In the next step we take a look at $Z := \frac{1}{\sigma} Y$ which is $\mathcal{N}_n(X\beta/\sigma, I_n)$-distributed.
Now I use that for a $\mathcal{N}_n(\mu,I_n)$ - distributed random
vector $X$ and a $n \times n$ - projection matrix $P$ with rank $n$
the expression $$X^TPX$$ is $\chi^2_n$ - distributed with
noncentrality parameter $$\delta^2 = \mu^TP\mu$$
With that you can easy verify, that
\begin{align*}
\hat{\sigma}^2 &= \frac{1}{\sigma^2} Y^TQ_LY = (\frac{1}{\sigma}Y)^T Q_L (\frac{1}{\sigma}Y) = Z^TQ_LZ
\end{align*}
and with $\mathrm{rank}(Q_L) = n-p$ it follows that
$$\hat{\sigma}^2 \sim \chi^2_{n-p}(\delta^2)$$
with noncentrality parameter $\delta^2 = \mu^TQ_L\mu$. At last we have to show that $\delta^2 = 0$.

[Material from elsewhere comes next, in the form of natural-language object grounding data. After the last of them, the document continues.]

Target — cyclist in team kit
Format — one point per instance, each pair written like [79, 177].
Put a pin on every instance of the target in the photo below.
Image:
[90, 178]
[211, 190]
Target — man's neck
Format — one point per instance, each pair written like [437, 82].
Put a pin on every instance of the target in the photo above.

In our case $\mu = X\beta / \sigma$. The vector $\beta \cdot \frac{1}{\sigma}$ is a vector in $\mathbb{R}^p$ and therefore $\mu \in L$. But when $\mu$ is in $L$ the product $Q_L \mu = 0$ because $\mu \bot L^\bot$ and with that $\delta^2 = 0$.
All in all $$\hat{\sigma}^2 \sim \chi^2_{n-p}$$
I hope you get it with that. To understand the proof in every detail you have to go very deep in probabilty theory and linear algebra (especially into projecitons).